Capital Economics is estimating that inflation has finally peaked, but it also said that won’t be enough for the Bank of Canada to take its pedal off the metal in terms of hiking interest rates.

The latest inflation data for June showed consumer prices jumped 8.1 per cent on an annualized pace. However, there were “some encouraging signs in the data,” according to Stephen Brown, senior Canada economist at Capital Economics.

“The increase was smaller than the consensus estimate of 8.4 per cent and, while the large upward revision to CPI-common threw a wrench in the works, the [Bank of Canada] was probably still pleased to see that an average of the three core measures rose by only 0.1 percentage-point in June, the smallest increase in eight months,” he wrote in a note to clients Friday.

Brown also noted his own calculations indicated the CPI-trim index rose a more modest 0.3 per cent in June from the previous month – closing in on a level necessary for core inflation to eventually fall back toward the top end of the central bank’s inflation target range of one to three per cent.

After a larger-than-expected full-point interest rate hike in July, Bank of Canada Governor Tiff Macklem this week said he expects inflation to continue to run hot for the rest of the year.

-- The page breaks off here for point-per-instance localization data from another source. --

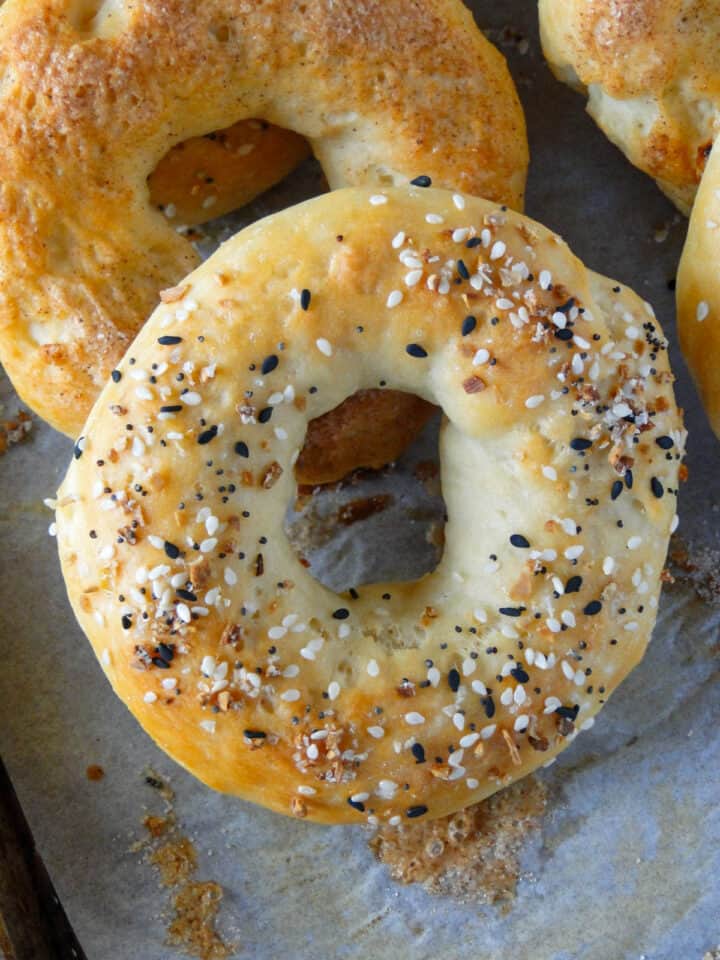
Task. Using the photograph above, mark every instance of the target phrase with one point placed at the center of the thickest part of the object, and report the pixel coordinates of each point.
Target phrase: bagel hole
(374, 525)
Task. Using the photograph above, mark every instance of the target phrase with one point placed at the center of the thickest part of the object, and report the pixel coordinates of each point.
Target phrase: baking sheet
(626, 861)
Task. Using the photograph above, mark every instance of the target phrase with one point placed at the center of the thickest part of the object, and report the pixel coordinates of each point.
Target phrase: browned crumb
(176, 860)
(15, 430)
(193, 928)
(471, 855)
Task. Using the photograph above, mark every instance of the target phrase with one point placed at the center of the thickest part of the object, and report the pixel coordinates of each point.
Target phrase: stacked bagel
(316, 341)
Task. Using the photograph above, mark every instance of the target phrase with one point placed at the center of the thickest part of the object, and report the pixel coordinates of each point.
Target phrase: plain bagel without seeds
(650, 71)
(560, 454)
(94, 95)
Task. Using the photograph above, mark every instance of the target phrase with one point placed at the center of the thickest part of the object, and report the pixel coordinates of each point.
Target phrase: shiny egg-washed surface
(560, 456)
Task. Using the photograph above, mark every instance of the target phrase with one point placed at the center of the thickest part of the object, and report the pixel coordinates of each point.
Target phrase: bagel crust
(650, 71)
(698, 292)
(94, 96)
(560, 453)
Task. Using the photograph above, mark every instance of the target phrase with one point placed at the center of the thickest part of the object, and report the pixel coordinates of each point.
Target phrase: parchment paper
(627, 861)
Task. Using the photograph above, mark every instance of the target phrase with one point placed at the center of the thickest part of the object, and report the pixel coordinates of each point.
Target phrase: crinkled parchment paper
(626, 861)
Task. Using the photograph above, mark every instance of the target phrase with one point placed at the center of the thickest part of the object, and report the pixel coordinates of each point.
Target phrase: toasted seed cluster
(560, 454)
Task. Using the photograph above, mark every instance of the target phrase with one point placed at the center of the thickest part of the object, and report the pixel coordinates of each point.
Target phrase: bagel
(384, 91)
(207, 177)
(649, 69)
(560, 454)
(698, 292)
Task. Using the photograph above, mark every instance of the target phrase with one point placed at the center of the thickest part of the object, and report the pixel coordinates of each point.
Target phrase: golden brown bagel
(698, 291)
(559, 454)
(209, 176)
(650, 71)
(384, 90)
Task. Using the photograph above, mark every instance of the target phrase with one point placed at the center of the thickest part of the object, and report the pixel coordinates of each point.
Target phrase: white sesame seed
(414, 718)
(481, 357)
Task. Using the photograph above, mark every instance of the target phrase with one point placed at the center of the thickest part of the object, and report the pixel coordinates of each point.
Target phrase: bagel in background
(560, 453)
(698, 292)
(384, 92)
(650, 71)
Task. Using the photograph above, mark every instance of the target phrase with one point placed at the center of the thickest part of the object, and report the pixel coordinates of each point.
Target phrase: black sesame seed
(418, 751)
(415, 350)
(207, 435)
(517, 540)
(469, 324)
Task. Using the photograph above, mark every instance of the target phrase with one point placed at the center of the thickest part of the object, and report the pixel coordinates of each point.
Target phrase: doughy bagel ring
(650, 71)
(698, 291)
(395, 700)
(207, 177)
(83, 254)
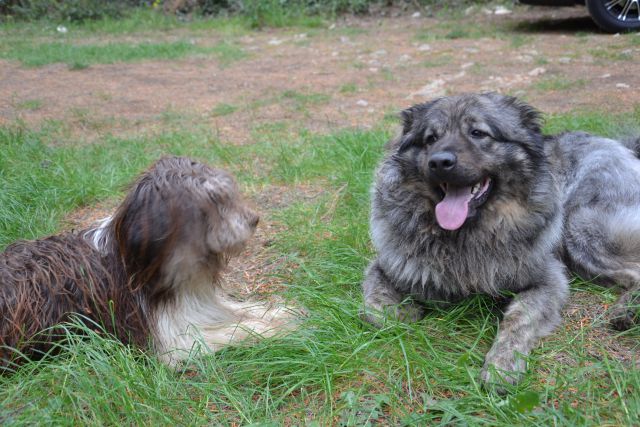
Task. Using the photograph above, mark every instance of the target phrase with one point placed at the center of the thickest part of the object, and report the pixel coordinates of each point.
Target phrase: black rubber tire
(608, 19)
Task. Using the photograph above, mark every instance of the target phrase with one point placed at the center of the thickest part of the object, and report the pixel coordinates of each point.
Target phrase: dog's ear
(529, 117)
(409, 117)
(144, 228)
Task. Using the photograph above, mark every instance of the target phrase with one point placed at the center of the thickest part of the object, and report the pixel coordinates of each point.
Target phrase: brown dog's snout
(442, 162)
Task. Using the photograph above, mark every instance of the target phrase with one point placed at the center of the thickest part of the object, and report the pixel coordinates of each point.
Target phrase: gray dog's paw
(626, 312)
(500, 369)
(408, 312)
(623, 318)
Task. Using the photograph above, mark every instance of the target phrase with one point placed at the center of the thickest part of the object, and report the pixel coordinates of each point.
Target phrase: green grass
(334, 368)
(223, 110)
(30, 104)
(79, 56)
(558, 83)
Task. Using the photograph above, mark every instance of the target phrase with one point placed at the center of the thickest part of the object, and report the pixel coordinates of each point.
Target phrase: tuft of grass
(333, 368)
(348, 88)
(30, 104)
(558, 83)
(79, 56)
(223, 110)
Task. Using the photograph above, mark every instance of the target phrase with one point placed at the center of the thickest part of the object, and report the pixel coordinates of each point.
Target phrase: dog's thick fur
(471, 198)
(149, 274)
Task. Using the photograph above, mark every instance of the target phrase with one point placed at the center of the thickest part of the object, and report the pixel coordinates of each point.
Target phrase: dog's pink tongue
(452, 211)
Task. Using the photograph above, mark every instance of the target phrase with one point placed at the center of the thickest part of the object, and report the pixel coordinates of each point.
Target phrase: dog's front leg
(382, 298)
(531, 315)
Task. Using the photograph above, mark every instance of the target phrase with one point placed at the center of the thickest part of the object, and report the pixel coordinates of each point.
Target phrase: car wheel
(615, 15)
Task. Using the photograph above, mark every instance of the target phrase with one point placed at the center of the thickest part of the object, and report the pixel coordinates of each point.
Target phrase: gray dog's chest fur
(503, 252)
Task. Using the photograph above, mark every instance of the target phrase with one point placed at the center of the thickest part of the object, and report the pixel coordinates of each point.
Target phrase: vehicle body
(610, 15)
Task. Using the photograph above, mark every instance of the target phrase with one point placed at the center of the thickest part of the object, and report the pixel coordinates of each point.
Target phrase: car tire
(615, 15)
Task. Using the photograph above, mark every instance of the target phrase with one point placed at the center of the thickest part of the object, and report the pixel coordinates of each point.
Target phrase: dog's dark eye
(477, 133)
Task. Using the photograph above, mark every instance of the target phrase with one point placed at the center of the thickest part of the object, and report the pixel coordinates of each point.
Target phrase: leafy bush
(66, 10)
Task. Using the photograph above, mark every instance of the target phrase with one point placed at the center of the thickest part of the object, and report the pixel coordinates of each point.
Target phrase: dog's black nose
(442, 161)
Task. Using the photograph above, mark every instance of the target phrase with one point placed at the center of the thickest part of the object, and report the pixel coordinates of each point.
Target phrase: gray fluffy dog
(471, 198)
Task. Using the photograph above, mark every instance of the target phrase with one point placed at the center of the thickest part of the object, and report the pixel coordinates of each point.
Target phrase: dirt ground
(363, 67)
(352, 74)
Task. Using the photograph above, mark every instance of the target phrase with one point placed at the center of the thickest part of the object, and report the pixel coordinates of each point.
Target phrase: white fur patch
(210, 318)
(98, 235)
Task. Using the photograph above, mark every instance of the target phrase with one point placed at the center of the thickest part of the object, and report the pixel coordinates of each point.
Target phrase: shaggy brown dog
(149, 274)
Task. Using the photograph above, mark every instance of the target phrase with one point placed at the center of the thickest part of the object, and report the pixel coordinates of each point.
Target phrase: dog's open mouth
(461, 202)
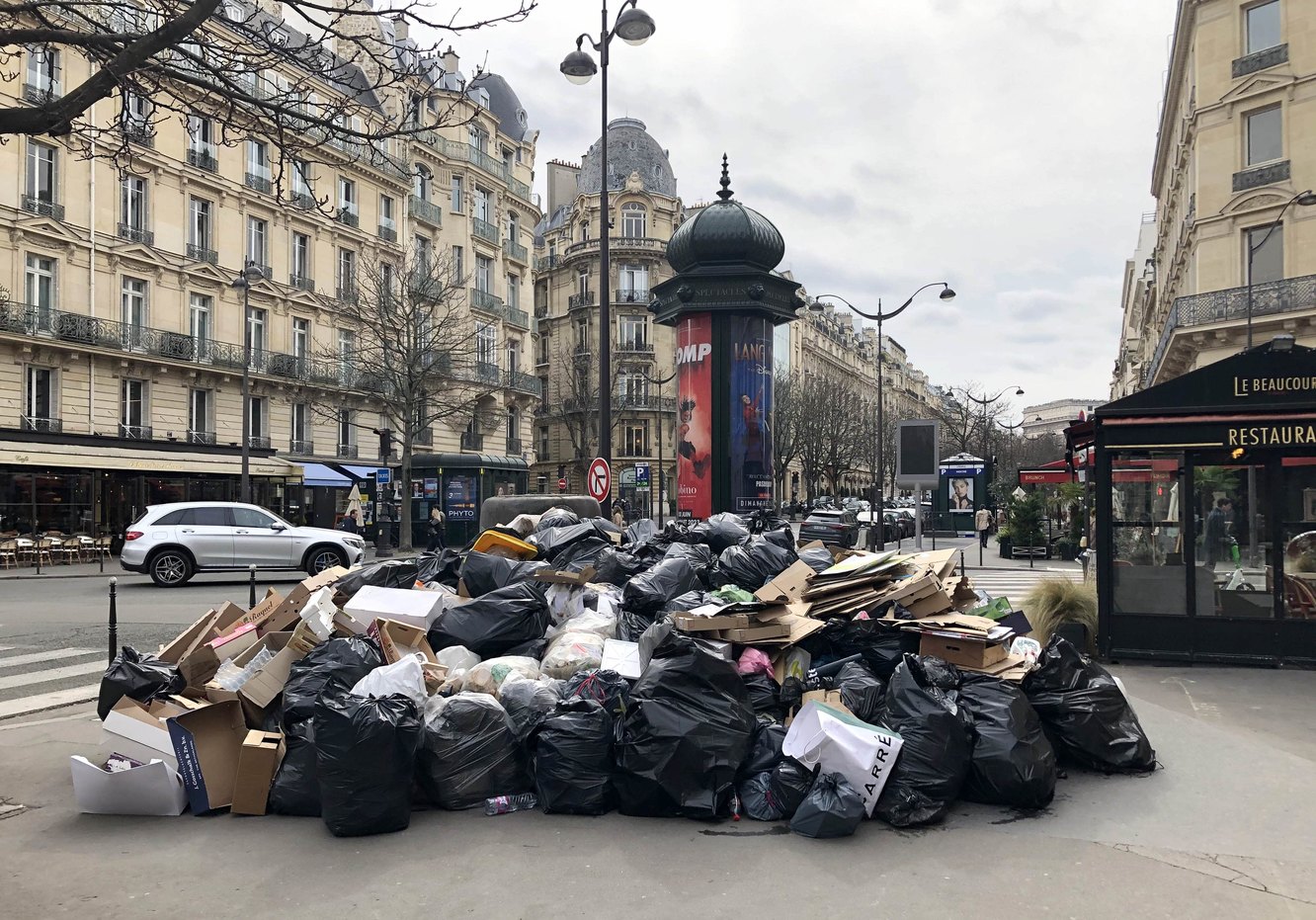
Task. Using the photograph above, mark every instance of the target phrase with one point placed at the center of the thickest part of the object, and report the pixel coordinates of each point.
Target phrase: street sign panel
(599, 480)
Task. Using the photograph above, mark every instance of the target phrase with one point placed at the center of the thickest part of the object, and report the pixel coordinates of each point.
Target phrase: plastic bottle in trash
(502, 804)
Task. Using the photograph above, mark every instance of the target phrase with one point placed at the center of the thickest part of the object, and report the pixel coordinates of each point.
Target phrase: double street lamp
(633, 27)
(250, 274)
(879, 519)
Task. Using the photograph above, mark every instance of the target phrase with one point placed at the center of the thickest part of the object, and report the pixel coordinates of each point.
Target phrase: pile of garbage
(708, 670)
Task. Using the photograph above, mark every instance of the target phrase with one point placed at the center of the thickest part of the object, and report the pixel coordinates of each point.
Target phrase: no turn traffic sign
(599, 482)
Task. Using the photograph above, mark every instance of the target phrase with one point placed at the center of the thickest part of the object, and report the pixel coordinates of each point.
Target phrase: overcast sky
(1002, 145)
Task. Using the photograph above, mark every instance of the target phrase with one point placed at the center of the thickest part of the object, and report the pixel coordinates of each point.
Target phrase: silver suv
(171, 543)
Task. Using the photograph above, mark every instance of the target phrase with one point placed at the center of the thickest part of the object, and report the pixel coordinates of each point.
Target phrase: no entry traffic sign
(599, 482)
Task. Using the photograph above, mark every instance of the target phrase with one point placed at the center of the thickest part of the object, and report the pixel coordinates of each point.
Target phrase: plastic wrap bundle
(573, 760)
(935, 756)
(687, 726)
(470, 753)
(1085, 713)
(496, 623)
(1012, 762)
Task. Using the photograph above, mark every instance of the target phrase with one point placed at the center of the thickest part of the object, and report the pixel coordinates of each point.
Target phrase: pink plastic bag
(753, 661)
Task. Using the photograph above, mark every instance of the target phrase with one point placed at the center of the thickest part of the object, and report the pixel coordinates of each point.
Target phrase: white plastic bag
(404, 677)
(488, 675)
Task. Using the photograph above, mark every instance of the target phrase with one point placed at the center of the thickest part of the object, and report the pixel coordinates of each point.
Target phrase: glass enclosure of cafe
(1205, 514)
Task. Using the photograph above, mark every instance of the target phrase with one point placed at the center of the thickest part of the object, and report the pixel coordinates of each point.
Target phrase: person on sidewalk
(982, 522)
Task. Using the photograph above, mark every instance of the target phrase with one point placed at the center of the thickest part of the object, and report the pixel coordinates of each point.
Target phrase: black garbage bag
(482, 573)
(1012, 761)
(383, 574)
(649, 591)
(528, 703)
(724, 530)
(609, 689)
(365, 761)
(687, 726)
(617, 567)
(557, 516)
(496, 623)
(137, 677)
(444, 566)
(468, 753)
(765, 695)
(819, 558)
(861, 691)
(934, 760)
(752, 565)
(1086, 716)
(832, 808)
(573, 760)
(337, 663)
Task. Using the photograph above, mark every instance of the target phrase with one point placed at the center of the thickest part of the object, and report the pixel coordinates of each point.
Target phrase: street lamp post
(946, 293)
(1300, 199)
(250, 273)
(634, 27)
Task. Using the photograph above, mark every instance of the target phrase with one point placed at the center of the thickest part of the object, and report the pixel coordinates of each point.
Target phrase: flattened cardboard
(206, 744)
(258, 761)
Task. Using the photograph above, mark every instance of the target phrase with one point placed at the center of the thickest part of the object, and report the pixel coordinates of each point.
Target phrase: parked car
(171, 543)
(831, 527)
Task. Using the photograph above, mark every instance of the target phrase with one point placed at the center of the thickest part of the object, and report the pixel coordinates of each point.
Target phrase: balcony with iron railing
(1288, 295)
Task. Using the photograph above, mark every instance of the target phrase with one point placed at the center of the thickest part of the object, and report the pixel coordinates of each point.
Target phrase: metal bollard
(114, 619)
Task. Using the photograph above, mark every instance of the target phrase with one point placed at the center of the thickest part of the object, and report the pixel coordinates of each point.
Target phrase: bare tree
(413, 350)
(321, 70)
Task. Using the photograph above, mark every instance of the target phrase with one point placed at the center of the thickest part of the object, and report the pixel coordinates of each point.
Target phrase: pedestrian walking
(982, 522)
(436, 530)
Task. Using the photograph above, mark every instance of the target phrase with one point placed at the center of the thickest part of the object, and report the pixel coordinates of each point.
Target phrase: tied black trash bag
(496, 623)
(832, 808)
(1012, 762)
(137, 677)
(752, 565)
(649, 591)
(366, 757)
(724, 530)
(468, 753)
(573, 760)
(861, 691)
(1085, 713)
(483, 573)
(935, 756)
(383, 574)
(687, 726)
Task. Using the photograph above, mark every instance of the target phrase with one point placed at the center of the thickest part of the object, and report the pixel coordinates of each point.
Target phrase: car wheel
(170, 567)
(325, 557)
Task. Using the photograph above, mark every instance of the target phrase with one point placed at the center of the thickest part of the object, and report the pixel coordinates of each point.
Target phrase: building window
(1264, 135)
(1268, 254)
(42, 171)
(1263, 27)
(40, 396)
(131, 203)
(633, 221)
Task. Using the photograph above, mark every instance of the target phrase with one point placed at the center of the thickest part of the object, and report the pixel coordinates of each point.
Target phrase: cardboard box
(258, 761)
(416, 609)
(151, 789)
(206, 744)
(966, 650)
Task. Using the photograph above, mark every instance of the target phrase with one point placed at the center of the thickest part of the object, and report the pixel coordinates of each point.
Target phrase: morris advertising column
(724, 303)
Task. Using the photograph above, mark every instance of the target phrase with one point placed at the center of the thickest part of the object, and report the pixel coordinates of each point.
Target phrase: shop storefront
(1205, 510)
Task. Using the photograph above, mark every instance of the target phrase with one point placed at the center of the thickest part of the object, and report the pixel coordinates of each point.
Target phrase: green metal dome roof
(725, 234)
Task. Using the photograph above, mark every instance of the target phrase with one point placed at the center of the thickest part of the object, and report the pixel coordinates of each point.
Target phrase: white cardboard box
(415, 609)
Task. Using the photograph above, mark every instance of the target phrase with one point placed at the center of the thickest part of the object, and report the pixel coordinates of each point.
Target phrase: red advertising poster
(694, 427)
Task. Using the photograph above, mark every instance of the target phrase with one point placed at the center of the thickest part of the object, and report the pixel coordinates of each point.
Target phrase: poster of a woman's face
(961, 494)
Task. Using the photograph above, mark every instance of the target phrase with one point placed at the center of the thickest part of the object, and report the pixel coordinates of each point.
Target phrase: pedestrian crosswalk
(35, 679)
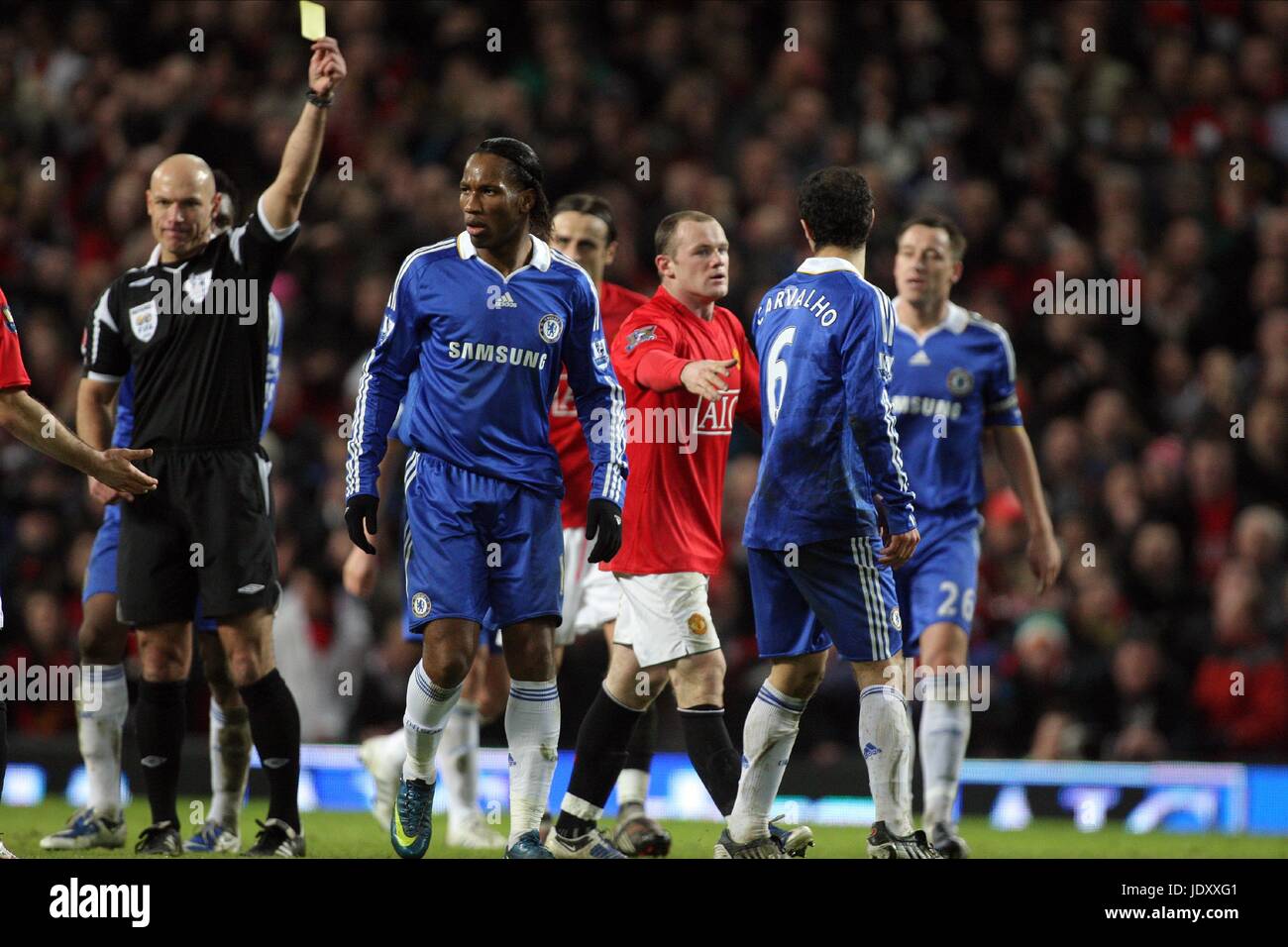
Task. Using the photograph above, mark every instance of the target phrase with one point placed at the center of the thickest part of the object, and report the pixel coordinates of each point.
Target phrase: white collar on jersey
(954, 322)
(827, 264)
(540, 252)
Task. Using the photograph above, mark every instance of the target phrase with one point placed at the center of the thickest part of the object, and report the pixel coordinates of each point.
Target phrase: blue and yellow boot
(412, 825)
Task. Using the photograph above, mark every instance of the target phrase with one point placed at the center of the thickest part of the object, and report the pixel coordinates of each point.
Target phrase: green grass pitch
(356, 835)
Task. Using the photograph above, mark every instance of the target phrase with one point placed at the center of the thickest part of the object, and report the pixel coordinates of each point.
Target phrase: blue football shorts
(938, 582)
(475, 544)
(811, 596)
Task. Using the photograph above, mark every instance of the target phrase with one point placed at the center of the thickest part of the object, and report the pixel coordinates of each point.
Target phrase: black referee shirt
(196, 335)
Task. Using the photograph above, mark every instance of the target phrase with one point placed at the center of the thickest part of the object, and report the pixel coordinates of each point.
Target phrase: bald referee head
(181, 204)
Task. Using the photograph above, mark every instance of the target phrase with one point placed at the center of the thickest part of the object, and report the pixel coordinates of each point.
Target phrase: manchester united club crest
(550, 328)
(960, 382)
(639, 335)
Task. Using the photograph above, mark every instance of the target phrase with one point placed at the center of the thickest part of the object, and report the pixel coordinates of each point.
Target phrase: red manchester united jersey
(12, 371)
(677, 442)
(614, 304)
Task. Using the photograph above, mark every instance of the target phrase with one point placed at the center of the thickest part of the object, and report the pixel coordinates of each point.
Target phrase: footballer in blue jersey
(487, 320)
(483, 697)
(102, 641)
(953, 384)
(831, 515)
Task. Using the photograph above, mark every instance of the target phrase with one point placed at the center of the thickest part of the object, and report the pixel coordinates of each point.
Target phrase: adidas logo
(500, 300)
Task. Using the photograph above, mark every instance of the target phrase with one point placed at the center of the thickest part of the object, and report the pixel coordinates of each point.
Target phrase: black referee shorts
(206, 530)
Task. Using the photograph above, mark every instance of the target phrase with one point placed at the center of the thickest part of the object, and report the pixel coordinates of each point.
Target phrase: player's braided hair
(527, 171)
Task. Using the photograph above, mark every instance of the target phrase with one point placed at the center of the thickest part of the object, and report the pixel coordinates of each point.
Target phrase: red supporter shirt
(12, 371)
(614, 304)
(677, 442)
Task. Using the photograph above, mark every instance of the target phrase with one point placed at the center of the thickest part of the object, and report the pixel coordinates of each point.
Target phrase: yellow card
(312, 20)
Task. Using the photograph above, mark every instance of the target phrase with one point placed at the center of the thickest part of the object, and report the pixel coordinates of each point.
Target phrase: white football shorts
(665, 617)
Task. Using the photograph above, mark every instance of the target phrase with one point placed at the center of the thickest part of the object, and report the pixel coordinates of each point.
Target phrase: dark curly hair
(526, 171)
(837, 205)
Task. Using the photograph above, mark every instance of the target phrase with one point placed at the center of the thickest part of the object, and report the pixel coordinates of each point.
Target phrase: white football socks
(768, 737)
(428, 707)
(885, 736)
(230, 763)
(99, 722)
(460, 762)
(532, 731)
(943, 736)
(390, 753)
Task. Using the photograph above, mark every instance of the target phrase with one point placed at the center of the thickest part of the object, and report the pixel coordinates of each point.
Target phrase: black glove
(603, 519)
(361, 509)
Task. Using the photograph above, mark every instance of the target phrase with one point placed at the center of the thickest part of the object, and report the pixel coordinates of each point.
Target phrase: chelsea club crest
(550, 328)
(420, 604)
(960, 382)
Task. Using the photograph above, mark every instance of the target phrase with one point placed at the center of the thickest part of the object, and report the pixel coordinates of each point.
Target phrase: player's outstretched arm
(866, 357)
(37, 427)
(1021, 467)
(600, 402)
(381, 390)
(284, 196)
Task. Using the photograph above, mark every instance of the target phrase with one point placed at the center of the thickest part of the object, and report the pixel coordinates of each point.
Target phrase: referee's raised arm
(284, 196)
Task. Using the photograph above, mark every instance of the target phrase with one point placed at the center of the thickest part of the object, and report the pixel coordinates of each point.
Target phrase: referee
(194, 330)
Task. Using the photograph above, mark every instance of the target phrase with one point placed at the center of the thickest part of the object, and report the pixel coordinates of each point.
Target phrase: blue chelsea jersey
(823, 337)
(487, 351)
(948, 385)
(124, 428)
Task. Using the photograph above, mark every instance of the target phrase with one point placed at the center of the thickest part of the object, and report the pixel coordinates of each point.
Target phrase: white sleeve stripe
(360, 418)
(1008, 350)
(275, 234)
(274, 322)
(103, 315)
(412, 256)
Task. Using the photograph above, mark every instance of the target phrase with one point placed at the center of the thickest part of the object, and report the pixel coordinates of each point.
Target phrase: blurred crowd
(1157, 153)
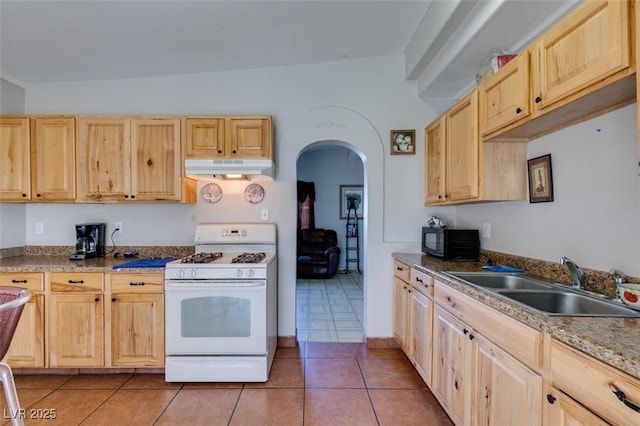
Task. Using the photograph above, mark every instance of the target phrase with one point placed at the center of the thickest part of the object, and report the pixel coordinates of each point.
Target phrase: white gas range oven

“We know gasoline prices came down in July; so a month from now when StatsCan publishes July inflation, it probably will come down a bit but, look, unfortunately, inflation is probably going to start with a seven for the rest of the year. It is going to be painfully high,” Macklem told CTV’s Evan Solomon in an interview following the latest inflation data release from Statistics Canada.

In the interview, Macklem also reiterated that the bank will likely raise its benchmark rate to three per cent or “a little bit over,” from the current 2.5 per cent level.

“We suspect the bank will probably err toward raising interest rates into a slightly restrictive territory at the next meeting, to send a clear message that it remains intent on bringing down inflation despite the risks to the housing market,” Brown said.